眼看着双掌即将击在钟意头顶,忽地一条金色身影翩若惊鸿,骤然闪现,挡在了钟意的胸前。
咔嚓一声脆响,胸骨折断,安济喷出一口鲜血,脸颊刹那间血色尽褪,现出死一般的灰白。
“逆子!你竟……你竟救这个叛徒!”
安济咬牙看向他:“钟意虽是混蛋……却……已三刀六洞,偿还盟总知遇之恩……孩儿敬他是个汉子,反而父亲你……你坏事做尽,让孩儿……孩儿看不起你……”
“愚蠢!”安广厦痛喝一声,他纵然恶贯满盈,却宠溺爱子,一掌几乎击毙亲子,让他心如刀绞,恨声道,“我与钟意无冤无仇,他却为了乐无忧,屡次与我做对,你竟然还救他!”
“你竟敢说无冤无仇!”安济拼死爆发出一声厉吼,双眼含泪,声嘶力竭,“你当年为了半阙心法,将钟意之母钟离明月剥皮抽骨、虐杀至死,你竟敢说无冤无仇?”
凄厉的诘问惊天动地,安广厦猛地抬起头:“你说什么?”
安济仿佛用尽最后一丝力气,缓缓闭上眼睛,连珠的泪水滚落下去。
钟意捏起他的手腕,二指搭脉,片刻之后放下心来:“没死。”
“你究竟是何人?”安广厦脸上布满惊骇与错愕,粗声急问,“你究竟是何人?”
钟意仗剑站起来,轻蔑地看向他,声音疏朗地笑道:“我是杀死你的人。”
“你是明月之子?”安广厦焦急地问出,尚未等到对方的回答却仿佛骤然被自己刺痛,眼眸一收,浑身打了个冷战,不敢置信地恍惚道,“你是……阿玦?”
乐无忧猛地抬起眼。
“这是挚爱血亲才能叫的名字,”钟意眼神一冷,如同他的三尺水一般冰冷刺骨,脸上却带着残忍的笑意,提起长剑,寒光粼粼的剑尖对准过去,轻声道,“你算个什么东西?”

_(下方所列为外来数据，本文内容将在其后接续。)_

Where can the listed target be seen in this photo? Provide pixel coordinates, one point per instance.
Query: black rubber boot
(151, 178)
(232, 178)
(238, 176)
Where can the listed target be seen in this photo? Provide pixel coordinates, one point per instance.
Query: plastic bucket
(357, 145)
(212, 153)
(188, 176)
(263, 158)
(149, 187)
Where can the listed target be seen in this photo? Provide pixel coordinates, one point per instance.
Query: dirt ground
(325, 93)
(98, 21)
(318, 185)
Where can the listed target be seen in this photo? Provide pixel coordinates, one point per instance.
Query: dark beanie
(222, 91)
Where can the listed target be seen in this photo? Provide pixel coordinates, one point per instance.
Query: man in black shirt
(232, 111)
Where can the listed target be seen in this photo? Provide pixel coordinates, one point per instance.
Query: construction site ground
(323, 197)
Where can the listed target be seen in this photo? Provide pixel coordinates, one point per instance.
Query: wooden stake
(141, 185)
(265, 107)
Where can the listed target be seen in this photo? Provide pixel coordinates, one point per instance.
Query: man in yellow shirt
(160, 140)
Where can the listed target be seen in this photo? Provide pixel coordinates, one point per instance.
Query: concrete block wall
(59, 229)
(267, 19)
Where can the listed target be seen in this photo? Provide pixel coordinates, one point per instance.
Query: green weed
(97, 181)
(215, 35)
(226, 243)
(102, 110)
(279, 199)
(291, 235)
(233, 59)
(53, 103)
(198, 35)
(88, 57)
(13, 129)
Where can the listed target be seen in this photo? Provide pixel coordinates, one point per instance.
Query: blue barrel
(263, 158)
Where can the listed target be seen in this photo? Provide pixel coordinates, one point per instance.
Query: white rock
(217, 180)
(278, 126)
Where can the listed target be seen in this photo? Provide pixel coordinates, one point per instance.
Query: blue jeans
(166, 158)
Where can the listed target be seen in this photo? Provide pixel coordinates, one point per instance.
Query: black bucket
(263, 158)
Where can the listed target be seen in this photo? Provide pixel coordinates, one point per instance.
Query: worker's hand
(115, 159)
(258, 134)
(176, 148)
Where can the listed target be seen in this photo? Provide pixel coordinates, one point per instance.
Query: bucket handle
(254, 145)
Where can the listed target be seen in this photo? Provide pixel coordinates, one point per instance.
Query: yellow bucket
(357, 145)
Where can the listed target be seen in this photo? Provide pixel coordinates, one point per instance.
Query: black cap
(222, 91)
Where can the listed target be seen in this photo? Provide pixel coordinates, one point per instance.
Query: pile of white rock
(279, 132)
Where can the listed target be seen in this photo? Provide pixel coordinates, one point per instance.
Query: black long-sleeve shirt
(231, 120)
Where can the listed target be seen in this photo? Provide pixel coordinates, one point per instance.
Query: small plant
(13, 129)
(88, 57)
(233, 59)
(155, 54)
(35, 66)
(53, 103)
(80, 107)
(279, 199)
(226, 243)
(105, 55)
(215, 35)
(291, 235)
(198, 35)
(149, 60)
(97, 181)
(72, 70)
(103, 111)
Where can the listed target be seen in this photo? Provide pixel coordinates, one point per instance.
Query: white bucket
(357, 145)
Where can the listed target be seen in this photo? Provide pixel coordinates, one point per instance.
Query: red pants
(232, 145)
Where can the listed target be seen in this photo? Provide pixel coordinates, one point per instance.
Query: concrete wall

磅礴剑气势不可挡,安广厦后退一步,骇然盯着潮鸣电掣般急射而来的杀气,惊吼:“你竟敢弑父?”
“正弑着呢。”钟意低声呢喃,三尺水卷起滔天巨浪,挟裹海沸山裂之势,呼啸着袭来。
安广厦仰天,嘶声悲啸,状若厉鬼,催动浑身内力,挥起双掌,悍然迎击。
刹那间,真气涤荡,地动山摇,斗室华美的石壁轰然炸开,灯油喷溅,火龙乱飞,整个天地都剧烈地摇晃起来,沉闷的轰鸣声接连响起。
钟意衣袂翻飞,如轻云流风、蔽月回雪,然而杀气腾腾,整个人迸发出地狱深渊一般的仇恨与狠戾,双手握剑,疾驰而下,狠狠刺入安广厦的头顶。
“你……”安广厦喉间溢出一声呻/吟,双眸望着前方虚空,颤微微伸出手去,“明月……”
“你不配叫她的名字。”钟意轻声道,双臂猛地用力,剑锋破开颅骨,急冲而下,三尺水顷刻间没至剑柄,强悍的杀气恍若热浪。
“啊啊啊啊啊……”安广厦发出一声凄厉不似人声的嘶鸣,浑身皮肉如同被热浪烫开,眨眼间血肉模糊。
钟意双眼含泪,手臂一动,剑气骤然炸开,血肉飞溅,碎尸万段,尸骨无存。
“阿玦……”乐无忧颤抖着叫了一声。
钟意双手握剑,缓缓抬眼,满脸泪光,他身形晃动,抬腿往他身边走了一步,喃喃道:“阿忧,他死了……”
乐无忧一把抱住他,感觉到怀中人剧烈颤抖,不禁心头大恸,用力将人拥入怀中:“是的,他死了……”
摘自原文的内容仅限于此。